Prospects now seemed to me so hopeless, that I heartily wished I was not
in duty bound to stand by the women and small children who could never
reach a land of bread without assistance. If I was in the position that
some of them were who had only themselves to look after, I could pick up
my knapsack and gun and go off, feeling I had no dependent ones to leave
behind. But as it was I felt I should be morally guilty of murder if I
should forsake Mr. Bennett's wife and children, and the family of Mr.

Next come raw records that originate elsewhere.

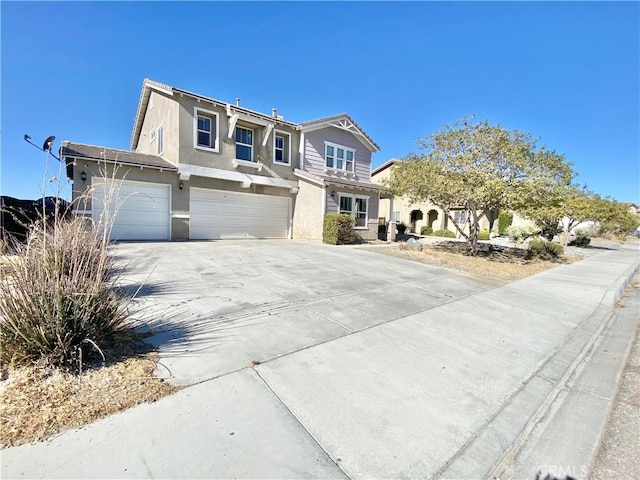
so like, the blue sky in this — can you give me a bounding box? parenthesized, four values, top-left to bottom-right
(2, 1, 638, 203)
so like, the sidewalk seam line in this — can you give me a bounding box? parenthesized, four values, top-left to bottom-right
(252, 368, 352, 480)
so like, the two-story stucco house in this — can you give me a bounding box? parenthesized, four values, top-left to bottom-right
(60, 79, 380, 241)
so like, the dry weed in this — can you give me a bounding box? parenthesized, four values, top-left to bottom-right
(0, 353, 180, 448)
(361, 243, 579, 285)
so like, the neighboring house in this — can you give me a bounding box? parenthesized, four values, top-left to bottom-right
(625, 202, 640, 217)
(371, 158, 495, 237)
(60, 79, 380, 241)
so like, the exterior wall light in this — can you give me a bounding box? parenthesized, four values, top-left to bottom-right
(179, 181, 184, 190)
(80, 171, 87, 182)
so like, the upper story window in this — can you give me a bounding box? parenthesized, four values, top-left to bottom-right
(325, 142, 355, 172)
(273, 131, 291, 165)
(157, 125, 164, 155)
(236, 126, 253, 161)
(194, 107, 219, 152)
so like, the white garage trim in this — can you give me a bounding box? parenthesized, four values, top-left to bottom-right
(189, 187, 292, 240)
(178, 164, 298, 190)
(92, 178, 171, 241)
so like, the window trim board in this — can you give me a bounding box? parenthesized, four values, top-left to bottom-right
(193, 106, 220, 153)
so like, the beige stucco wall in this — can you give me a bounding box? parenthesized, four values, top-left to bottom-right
(175, 96, 299, 183)
(292, 180, 324, 241)
(135, 90, 180, 166)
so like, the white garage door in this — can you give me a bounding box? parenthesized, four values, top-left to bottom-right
(190, 188, 291, 240)
(92, 179, 171, 240)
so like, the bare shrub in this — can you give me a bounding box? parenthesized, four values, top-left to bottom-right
(0, 215, 134, 370)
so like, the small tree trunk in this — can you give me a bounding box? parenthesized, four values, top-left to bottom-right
(466, 203, 481, 256)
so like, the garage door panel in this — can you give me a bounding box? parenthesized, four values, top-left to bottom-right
(92, 180, 170, 241)
(190, 188, 290, 240)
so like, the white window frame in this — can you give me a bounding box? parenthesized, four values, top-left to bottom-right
(273, 130, 291, 165)
(338, 195, 353, 216)
(452, 210, 468, 226)
(325, 141, 356, 172)
(193, 107, 220, 152)
(235, 126, 254, 162)
(157, 124, 164, 155)
(337, 193, 369, 229)
(392, 211, 401, 223)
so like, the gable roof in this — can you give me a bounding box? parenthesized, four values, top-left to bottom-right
(60, 142, 177, 171)
(301, 113, 379, 152)
(130, 79, 380, 153)
(371, 158, 403, 177)
(130, 78, 299, 150)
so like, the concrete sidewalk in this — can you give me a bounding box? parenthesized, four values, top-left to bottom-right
(2, 240, 638, 479)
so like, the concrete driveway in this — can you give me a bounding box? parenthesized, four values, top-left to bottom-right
(3, 239, 638, 479)
(115, 240, 492, 385)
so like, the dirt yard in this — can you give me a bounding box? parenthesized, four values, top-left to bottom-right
(0, 353, 180, 448)
(359, 240, 579, 286)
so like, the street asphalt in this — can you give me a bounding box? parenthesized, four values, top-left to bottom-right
(1, 238, 638, 479)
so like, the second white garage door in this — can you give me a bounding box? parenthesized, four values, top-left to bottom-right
(190, 188, 291, 240)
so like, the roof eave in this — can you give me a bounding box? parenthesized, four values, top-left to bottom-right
(371, 158, 402, 177)
(130, 79, 174, 150)
(301, 114, 380, 152)
(62, 152, 177, 172)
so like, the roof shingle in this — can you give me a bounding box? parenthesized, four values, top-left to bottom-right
(60, 142, 177, 170)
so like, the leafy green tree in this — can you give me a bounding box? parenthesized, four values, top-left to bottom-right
(592, 196, 640, 238)
(386, 117, 574, 255)
(523, 187, 639, 243)
(522, 185, 596, 244)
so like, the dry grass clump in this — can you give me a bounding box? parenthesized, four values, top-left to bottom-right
(0, 353, 180, 448)
(364, 241, 578, 285)
(0, 217, 133, 370)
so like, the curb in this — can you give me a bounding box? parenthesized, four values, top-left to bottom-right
(601, 256, 640, 306)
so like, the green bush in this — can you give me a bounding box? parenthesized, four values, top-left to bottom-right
(498, 211, 513, 235)
(526, 238, 564, 261)
(432, 229, 456, 238)
(323, 214, 356, 245)
(570, 235, 591, 247)
(0, 218, 133, 370)
(478, 229, 490, 240)
(569, 226, 593, 247)
(420, 226, 433, 236)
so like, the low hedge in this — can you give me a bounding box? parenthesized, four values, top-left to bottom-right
(323, 214, 356, 245)
(431, 229, 456, 238)
(420, 226, 433, 236)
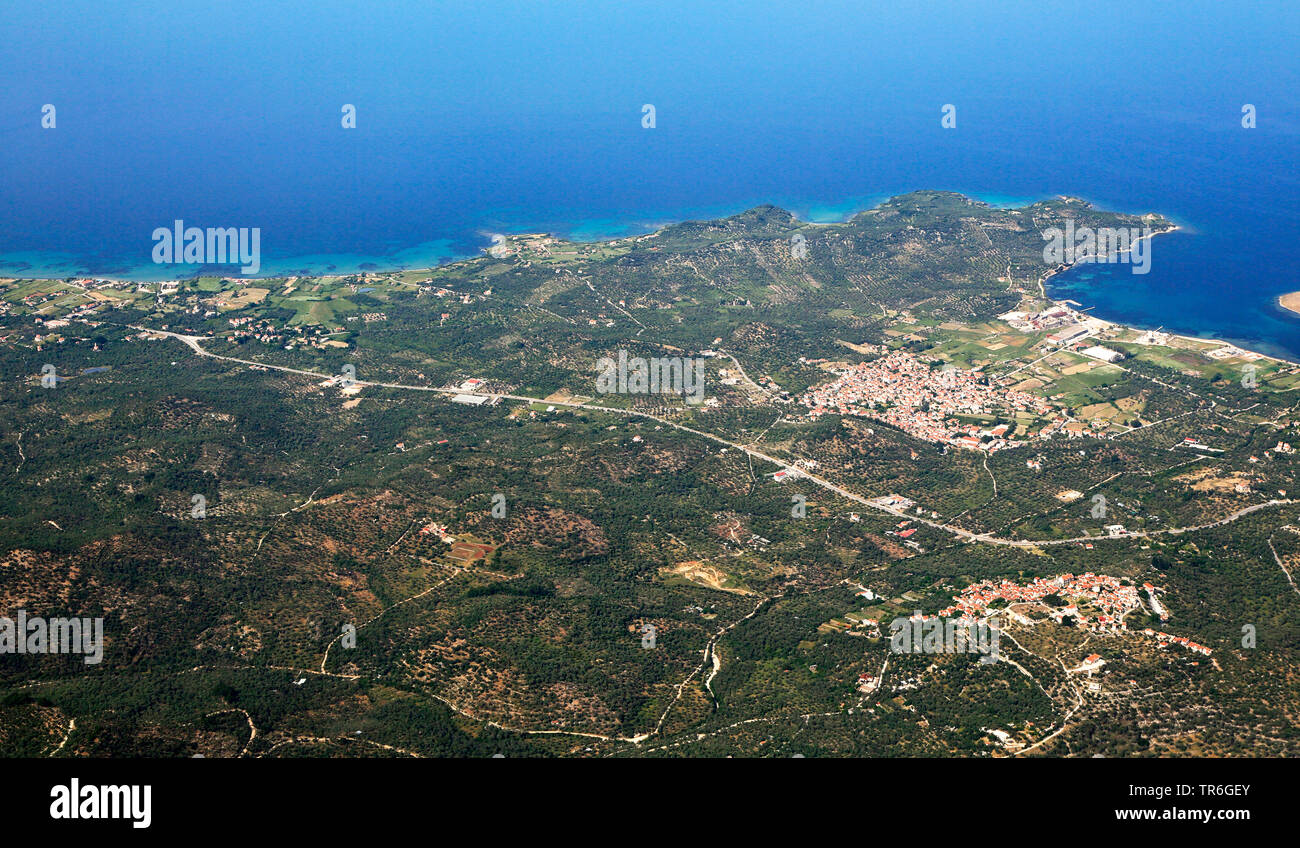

Arcane with whom I had been thus far associated. It was a dark line of
thought but I always felt better when I got around to the determination,
as I always did, to stand by my friends, their wives and children let
come what might.
I could see with my glass the train of wagons moving slowly over the
plain toward what looked to me like a large lake. I made a guess of the
point they would reach by night, and then took a straight course for it
all day long in steady travel. It was some time after dark, and I was
still a quarter of a mile from the camp fires, where in the bed of a
canon I stepped into some mud, which was a sign of water. I poked around
in the dark for a while and soon found a little pool of it, and having
been without a drop of it for two days I lay down and took a hasty
drink. It did not seem to be very clear or clean, but it was certainly
wet, which was the main thing just then. The next morning I went to the
pond of water, and found the oxen had been watered there.